If you’d rather switch apps altogether, it’s worth noting that Authy doesn’t come with an export feature.
That’s what makes Aegis better IMO. People use it because they like it, not because they’re locked in.
So how do I go about switching away from Authy? Go to every site I have 2FA enabled and remove/readd with the new app?
You can follow the steps here to use a previous version of the desktop app to extract the keys: https://gist.github.com/gboudreau/94bb0c11a6209c82418d01a59d958c93
The javascript didn’t seem to send the extracted data anywhere, but I did disconnect from the internet while running the script.
It’s not like they advertise “No exporting” as a feature after all.
And generally speaking when people are grabbing an authenticator app it’s because you’re either trying to sign up for a service, or you’ve been given some kind of unwelcome push to upgrade your account security. Not an environment that’s conducive to extensive research.
Spent an hour last night moving to 2FAS. Authy doesn’t make it easy – unlike their competitors, they don’t offer an export feature.
2FAS
It launched an NFT based donation program: https://2fas.com/donate/
and it is not available on F-Droid.
I’d go with Aegis for an App on Android, or a Bitwarden/KeepassXC password manager which can both handle 2fa tokens too.
I don’t like the thought of having my passwords and 2FA live in the same place - that seems to miss the point a bit.
You can have 2 different keys DB on keepassXC with different passwords, you can even try to save them in separate remote locations. The key points are data interoperability over different devices and its portability over different services, because the worst thing that can happen is that your favourite app, from where you cannot use or move your credentials elsewhere (like the Steam Guard app for instance), one day might stop working suddenly leaving you unable to access your accounts.
If you use Linux then OTPClient works great with Aegis since it can open Aegis export files directly. I’ve set up Aegis to make an export whenever I change something, I sync the exports automatically to my PC, and I open them with OTPClient there.
OTPClient can ask for the export password each time you open it and will close itself automatically if it’s not used for a while.
You can also use it to export the 2FA codes further in various formats, show the QR code for any of them, and all kinds of useful features like that.
You can download it straight from their GitHub, or presumably using Obtainium:
https://github.com/twofas/2fas-android/releases/latest
But wow, those NFTs. It’s cute that they’re trying to create an incentive for donation, and I appreciate that whoever they outsourced that project to, they (allegedly) employed and artist and not a machine to make the components of the artwork… But it would have been a lot less cringe if they had done it in-house and not thrown it onto a blockchain (all use of one validates their use and helps create “value” for them, after all.)

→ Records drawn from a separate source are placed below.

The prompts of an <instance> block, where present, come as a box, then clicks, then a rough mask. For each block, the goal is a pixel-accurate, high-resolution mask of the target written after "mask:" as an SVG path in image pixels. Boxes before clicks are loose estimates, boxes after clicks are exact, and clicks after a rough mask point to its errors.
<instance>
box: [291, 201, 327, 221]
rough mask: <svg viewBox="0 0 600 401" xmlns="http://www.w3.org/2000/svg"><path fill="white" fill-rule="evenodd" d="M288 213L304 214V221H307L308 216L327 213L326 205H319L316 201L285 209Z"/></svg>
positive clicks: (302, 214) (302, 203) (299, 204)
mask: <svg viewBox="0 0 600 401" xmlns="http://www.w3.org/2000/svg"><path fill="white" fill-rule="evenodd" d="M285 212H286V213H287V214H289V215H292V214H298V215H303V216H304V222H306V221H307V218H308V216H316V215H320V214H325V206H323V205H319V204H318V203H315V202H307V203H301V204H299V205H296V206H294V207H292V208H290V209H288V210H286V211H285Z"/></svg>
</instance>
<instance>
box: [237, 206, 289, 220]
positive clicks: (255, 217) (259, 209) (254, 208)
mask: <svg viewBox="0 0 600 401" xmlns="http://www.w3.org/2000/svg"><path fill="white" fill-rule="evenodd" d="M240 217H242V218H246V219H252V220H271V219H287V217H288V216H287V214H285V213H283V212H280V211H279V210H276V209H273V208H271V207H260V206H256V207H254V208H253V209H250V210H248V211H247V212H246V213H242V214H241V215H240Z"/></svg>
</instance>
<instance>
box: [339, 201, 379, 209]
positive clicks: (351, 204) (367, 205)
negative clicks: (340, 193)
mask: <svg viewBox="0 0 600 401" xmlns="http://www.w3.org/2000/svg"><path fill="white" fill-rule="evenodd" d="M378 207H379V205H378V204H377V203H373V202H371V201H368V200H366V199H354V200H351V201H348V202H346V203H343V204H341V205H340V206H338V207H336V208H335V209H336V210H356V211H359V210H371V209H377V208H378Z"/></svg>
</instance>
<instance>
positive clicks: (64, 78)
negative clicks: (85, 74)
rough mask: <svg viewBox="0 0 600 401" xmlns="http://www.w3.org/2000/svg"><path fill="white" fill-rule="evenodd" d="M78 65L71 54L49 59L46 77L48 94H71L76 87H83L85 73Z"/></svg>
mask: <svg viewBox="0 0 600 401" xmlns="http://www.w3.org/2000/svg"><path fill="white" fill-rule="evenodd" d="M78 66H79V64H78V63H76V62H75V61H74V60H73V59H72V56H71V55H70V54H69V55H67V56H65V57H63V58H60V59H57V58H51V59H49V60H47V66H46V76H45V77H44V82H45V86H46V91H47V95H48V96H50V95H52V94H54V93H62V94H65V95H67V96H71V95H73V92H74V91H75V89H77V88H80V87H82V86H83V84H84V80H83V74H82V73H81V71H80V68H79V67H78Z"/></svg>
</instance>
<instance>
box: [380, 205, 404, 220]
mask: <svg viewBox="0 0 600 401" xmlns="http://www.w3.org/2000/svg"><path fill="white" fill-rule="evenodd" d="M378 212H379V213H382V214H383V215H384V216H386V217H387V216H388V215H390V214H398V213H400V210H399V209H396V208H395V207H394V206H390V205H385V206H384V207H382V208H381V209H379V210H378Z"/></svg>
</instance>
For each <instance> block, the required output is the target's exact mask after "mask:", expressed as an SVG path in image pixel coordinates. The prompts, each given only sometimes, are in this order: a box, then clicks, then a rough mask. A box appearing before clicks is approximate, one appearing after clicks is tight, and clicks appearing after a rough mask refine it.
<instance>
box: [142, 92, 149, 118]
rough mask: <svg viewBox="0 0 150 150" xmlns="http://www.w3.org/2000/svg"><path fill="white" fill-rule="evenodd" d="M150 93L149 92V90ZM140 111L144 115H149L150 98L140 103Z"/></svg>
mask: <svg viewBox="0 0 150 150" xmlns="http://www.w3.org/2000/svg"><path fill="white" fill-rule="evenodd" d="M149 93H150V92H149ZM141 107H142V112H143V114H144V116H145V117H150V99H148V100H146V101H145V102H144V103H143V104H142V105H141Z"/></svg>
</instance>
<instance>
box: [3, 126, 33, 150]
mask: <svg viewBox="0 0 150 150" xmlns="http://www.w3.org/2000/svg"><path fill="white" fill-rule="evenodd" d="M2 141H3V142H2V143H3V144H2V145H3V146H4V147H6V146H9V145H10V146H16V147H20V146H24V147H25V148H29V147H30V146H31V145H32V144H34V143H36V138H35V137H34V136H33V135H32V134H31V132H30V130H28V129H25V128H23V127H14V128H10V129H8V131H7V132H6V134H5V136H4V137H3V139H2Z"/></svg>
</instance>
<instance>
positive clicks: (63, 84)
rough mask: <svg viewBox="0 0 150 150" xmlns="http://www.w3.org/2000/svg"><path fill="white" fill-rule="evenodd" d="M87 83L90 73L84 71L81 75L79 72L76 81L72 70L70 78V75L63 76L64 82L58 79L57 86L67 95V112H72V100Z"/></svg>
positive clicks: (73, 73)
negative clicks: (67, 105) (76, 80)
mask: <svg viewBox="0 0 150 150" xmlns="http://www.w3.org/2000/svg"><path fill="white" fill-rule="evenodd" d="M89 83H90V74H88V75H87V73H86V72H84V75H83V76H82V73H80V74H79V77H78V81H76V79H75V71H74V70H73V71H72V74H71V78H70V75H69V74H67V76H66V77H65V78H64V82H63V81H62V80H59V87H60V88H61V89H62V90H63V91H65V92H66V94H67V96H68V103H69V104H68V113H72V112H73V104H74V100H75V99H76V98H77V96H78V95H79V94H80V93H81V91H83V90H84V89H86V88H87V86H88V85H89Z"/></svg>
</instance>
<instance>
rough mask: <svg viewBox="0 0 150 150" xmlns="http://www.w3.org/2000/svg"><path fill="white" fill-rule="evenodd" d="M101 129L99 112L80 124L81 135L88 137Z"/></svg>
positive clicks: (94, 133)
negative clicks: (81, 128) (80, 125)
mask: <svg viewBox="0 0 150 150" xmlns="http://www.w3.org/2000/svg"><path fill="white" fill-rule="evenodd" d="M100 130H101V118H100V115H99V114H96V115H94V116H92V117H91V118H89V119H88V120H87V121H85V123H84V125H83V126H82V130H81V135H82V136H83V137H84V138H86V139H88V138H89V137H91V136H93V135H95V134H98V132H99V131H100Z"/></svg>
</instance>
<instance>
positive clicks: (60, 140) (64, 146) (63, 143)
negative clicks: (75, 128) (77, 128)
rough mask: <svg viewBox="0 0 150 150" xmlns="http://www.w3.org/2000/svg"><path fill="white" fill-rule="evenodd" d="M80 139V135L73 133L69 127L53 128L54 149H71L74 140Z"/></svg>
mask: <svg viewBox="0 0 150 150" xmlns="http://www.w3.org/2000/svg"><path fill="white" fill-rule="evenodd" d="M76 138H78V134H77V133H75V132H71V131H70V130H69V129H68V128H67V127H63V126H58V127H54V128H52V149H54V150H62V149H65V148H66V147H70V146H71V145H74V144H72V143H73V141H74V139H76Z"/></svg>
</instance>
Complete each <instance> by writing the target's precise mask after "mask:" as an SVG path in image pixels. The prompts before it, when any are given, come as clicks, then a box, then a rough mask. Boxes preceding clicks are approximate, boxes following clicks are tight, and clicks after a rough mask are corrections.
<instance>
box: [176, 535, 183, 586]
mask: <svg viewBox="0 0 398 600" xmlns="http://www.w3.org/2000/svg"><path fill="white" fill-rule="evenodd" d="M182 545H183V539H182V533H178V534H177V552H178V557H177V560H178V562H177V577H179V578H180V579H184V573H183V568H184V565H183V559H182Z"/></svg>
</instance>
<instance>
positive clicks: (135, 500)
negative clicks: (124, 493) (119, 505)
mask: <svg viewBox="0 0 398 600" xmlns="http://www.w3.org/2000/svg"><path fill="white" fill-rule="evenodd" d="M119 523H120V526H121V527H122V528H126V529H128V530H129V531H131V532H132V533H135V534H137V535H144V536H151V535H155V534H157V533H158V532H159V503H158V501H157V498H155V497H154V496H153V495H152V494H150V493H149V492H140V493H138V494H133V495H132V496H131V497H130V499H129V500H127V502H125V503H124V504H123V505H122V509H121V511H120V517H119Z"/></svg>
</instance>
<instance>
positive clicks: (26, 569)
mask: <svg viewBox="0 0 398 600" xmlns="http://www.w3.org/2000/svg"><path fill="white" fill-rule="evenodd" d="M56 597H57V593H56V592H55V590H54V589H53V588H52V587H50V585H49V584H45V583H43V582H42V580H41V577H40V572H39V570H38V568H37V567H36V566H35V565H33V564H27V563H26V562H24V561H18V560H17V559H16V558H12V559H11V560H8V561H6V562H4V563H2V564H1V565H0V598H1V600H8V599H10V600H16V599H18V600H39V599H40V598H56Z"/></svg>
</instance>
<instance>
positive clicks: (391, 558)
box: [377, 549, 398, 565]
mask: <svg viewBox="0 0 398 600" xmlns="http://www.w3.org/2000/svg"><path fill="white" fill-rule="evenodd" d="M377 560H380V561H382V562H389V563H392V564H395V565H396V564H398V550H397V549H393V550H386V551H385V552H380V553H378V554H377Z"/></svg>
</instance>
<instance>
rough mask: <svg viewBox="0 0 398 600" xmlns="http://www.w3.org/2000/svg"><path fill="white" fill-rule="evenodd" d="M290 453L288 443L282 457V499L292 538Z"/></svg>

It’s an electron application so it’s possible to connect a debugger and extract the keys from there if you wish to export them.
A quick search found this and I did similar myself a few years ago when something forced me to usr authy.
Twilio, Authy’s parent company, is also moving Authy’s customer support hub to the help center on Twilio’s website after January 15th, 2024.
Twilio says it made the decision to sunset its desktop app to “streamline our focus and provide more value on existing product solutions for which we see increasing demand.” The company laid off 5 percent of workers in December 2023, and it just announced on Monday that it has replaced its CEO.
Sigh…
Authy desktop was extremely useful when my phone broke during an international trip, and getting a new one obviously took some time due to well… being abroad.